Possibly the biggest concern is the bullpen. You can’t really say there’s a bright spot of the bunch. Sure, Jamie Easterly has a 2.45 ERA, but he’s been used sparingly (three appearances). Jerry Augustine was fantastic in 4 2/3 innings of scoreless relief of an April 15 loss to the Indians, but that was his only appearance. Rookie Doug Jones has a 10.13 ERA. Dwight Bernard’s at 6.14.
The biggest concern has to be Rollie Fingers. In three appearances, he’s lost two games and blown a save (though that ended up being a win). His ERA is 5.14 and he’s nowhere near the dominant pitcher who took home all of the hardware last season. At 35-years-old, is the end near? Does he have anything left?
If he doesn’t, this team is in deep trouble. Again, the Brewers did little to address what was a weakness (the bullpen) over the winter.

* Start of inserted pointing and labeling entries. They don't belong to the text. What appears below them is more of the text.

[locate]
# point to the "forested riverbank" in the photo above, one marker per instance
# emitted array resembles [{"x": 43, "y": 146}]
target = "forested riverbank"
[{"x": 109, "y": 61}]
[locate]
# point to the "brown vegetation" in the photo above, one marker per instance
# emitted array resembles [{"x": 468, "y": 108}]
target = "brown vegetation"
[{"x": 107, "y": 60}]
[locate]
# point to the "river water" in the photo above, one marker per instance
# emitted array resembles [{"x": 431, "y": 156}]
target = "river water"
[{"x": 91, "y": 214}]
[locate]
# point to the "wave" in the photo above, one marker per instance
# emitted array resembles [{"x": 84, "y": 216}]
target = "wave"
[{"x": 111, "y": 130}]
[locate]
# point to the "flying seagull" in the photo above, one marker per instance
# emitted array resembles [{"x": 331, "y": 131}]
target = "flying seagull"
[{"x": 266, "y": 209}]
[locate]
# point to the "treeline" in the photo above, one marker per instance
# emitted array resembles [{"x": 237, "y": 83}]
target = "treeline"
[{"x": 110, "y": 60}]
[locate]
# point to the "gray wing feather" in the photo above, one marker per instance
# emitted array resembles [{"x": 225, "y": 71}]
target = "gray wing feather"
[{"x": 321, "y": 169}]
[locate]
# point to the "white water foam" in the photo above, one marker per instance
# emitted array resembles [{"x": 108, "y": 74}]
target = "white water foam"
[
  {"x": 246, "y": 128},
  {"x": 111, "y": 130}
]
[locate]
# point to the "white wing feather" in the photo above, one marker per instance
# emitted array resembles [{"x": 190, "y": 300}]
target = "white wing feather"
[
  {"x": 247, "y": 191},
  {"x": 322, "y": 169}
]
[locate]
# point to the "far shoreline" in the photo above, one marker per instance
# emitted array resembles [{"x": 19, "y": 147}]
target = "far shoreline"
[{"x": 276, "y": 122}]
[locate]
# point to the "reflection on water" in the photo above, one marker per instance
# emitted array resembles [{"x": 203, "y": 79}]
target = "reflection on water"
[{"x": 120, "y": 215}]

There are some factors in the Brewers’ favor. Injuries have slowed the team down, and when healthy they’ll be better. Whether coincidental or not, the team has been horrible with Robin Yount out of the lineup and terrific when he’s in it. He should return shortly.

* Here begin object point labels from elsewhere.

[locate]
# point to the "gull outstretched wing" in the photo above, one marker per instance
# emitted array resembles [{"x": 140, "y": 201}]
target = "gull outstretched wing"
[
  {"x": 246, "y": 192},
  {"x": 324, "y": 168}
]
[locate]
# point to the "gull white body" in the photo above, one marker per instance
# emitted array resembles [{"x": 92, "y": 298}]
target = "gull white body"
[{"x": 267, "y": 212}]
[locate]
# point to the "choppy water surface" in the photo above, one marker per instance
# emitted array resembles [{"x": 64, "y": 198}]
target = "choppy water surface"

Ted Simmons missed the first handful of games with a calf injury and has taken a while to get going since his return. You could possibly chalk up his slow start to that injury, but he wasn’t a productive hitter last season either.
Charlie Moore, who replaced Simmons to start the season and performed so well that he won the right field job when Simmons returned, recently injured his groin. Jim Slaton, probably the most valuable player not named Rollie Fingers in the bullpen, hopes to come off of the DL in a week or so. This team should get better.
But while we’re not in panic mode yet, and while the team is surprisingly only a game and a half out of first, something needs to change soon. While we can’t necessarily count on the back of the rotation, Vuckovich and Caldwell must find their games. Rollie Fingers needs to turn things around. The offense should rebound, but if they don’t…?
We came into this season with great expectations. The Brewers, though they didn’t make it past the Yankees last season in a screwy playoff format, actually had the best record of all American League East teams. Many experts were picking the Brewers to win the division and even the World Series this season.
When expectations are missed, someone needs to take the fall. And as much as I like manager Buck Rodgers, we’ll be talking more and more about his job if things don’t turn around soon. This team is talented and not playing to its collective potential. It’s the manager’s job to make sure that happens.